Once taxes, superannuation, housing expenses, utility bills, and groceries are paid, only small amounts are left for the average Australian to save, invest, or even spend on discretionary items. To get ahead and have financial security, workers need to be saving and investing regularly.
Figures show that 47% of baby boomers in the second-lowest income quartile will run out of superannuation in their lifetime, making it imperative to have extra funds to invest or contribute to superannuation for your future.
The problem that many Australians are finding is that there is simply not enough money left once essential living expenses are covered.
Practical ways to increase your income
Everyone would like extra income in their pockets, but nowadays, it’s not only a want – but a need as well. Increasing your take-home pay is essential to reach savings goals quickly and allow for a financially comfortable life.
There are several ways to increase your income. You could earn a pay rise, accept a promotion, change companies, switch industries, or even start a side business.
1. Getting a Promotion
One of the best ways to increase your salary is to get a promotion within the business that you’re employed by now.
Four ways to get a promotion:
- Ask for it! Performance reviews are a great time to discuss your role and a potential move upward, or you can schedule a meeting with your manager. Take note of any achievements you’ve made in your current role and where you’ve been taking on more responsibility. Use this information to have an open discussion about your future in the company.
- Be an engaged employee in the workplace: Put your best foot forward. Contribute to discussions, volunteer to work on other projects, or help team members with their work if needed.
- Build a strong educational foundation: Even if you didn’t start with a formal qualification, it’s never too late to get one. You can add to your training and knowledge via professional development opportunities or diploma qualifications. An American study found that 70% of employers believe it is vital for workers to continue learning, to stay up to date with changes in their role or industry. Showing a commitment to ongoing learning demonstrates to your manager that you’re serious about your role.
- Demonstrate leadership: Even if you’re not currently in a leadership role, show your managers that you are capable of leading by demonstrating those qualities in the workplace. Ways to do this could be putting your hand up if asked to lead a team, helping out newer team members, or starting an office initiative like a charity event or recycling program.
2. Secure a Pay Rise
While receiving a promotion is a great way to achieve your salary goals, it’s not the be-all and end-all. If you’ve been working hard in your role and demonstrating value to the company, it may be time to ask for a pay rise.
Make sure to research current market trends of salaries in your industry and consider the achievements you’ve made during your time in the role. This could be taking on new projects, helping to procure new business, contributing positively to team morale, or taking on extra responsibility.
Just by asking, you’re already one step closer and demonstrates that you are committed to your performance and the company. Studies found that over 70% of those who discuss a pay rise with their manager, end up with one, so it can’t hurt to try.
3. Switch Jobs or Industries
If you’re not satisfied with your salary or struggle to see opportunities for growth in your current career or company, it may be worth doing extra research. Look into the average salaries within your industry (including management and executive roles) to see whether the financial pay off of working your way up is viable.

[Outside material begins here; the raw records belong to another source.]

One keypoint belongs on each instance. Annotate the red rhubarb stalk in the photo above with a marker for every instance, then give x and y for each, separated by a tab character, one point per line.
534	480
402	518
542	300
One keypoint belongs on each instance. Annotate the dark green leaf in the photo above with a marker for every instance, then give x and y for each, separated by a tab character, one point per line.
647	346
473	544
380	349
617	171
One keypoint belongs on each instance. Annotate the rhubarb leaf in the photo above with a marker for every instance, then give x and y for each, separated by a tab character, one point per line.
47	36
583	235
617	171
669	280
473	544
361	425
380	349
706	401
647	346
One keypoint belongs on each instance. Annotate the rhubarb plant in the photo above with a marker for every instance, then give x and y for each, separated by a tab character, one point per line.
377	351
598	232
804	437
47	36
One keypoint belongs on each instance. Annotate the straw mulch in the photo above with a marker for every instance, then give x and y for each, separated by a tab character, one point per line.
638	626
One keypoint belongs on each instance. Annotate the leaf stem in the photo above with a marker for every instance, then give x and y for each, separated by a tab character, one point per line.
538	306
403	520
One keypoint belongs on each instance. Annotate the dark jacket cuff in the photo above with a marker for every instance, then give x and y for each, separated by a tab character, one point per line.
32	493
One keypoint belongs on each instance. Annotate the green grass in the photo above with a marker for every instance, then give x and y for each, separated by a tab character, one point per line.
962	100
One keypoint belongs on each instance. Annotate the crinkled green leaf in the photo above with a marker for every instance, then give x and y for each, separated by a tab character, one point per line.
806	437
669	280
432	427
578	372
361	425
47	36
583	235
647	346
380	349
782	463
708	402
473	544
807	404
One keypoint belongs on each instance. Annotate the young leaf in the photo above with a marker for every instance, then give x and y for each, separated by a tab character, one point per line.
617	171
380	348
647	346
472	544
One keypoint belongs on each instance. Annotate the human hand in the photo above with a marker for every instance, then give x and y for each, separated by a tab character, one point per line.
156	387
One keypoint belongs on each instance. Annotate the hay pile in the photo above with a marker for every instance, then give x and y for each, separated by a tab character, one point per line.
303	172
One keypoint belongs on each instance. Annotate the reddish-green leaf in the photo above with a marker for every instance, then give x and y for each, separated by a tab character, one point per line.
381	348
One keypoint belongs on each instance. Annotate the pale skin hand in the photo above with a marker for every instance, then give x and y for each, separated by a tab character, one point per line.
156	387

You may find that switching careers and taking on formal training in a different industry could help you reach your goals. The investment in your education is often worth it for a higher earning potential.
You could also analyse how to apply your current skill set to a different, higher-paying industry. Many courses allow for Recognition of Prior Learning so you can top up your knowledge with a diploma, and quickly open doors in a different world of work.
4. Start your own business
Being your own boss is a goal for a lot of people. Having full autonomy over your business and role is an attractive prospect. Plus, your earning potential isn’t capped. You get out of the business, what you’re willing to put into it – and this includes your income.
Consider if your experience may lend itself to starting a business. Or, perhaps you could pursue a hobby or interest by upskilling with formal education and training. You will then be able to transfer that hobby into a side hustle that will not only provide new opportunities but also put a few more dollars in the bank.
Increasing your salary is the single easiest way to increase financial security and provide long term solutions to your money goals. Whether you ask for a raise, a promotion, or you decide that going it alone with your own business is the right path; there are plenty of options available. First, look at your current place of work. You may be surprised at what opportunities already exist or what a little extra education could help you achieve. If you’re looking to upskill to reach these goals, there are plenty of flexible online courses in a range of industries to help you achieve the salary or dream role.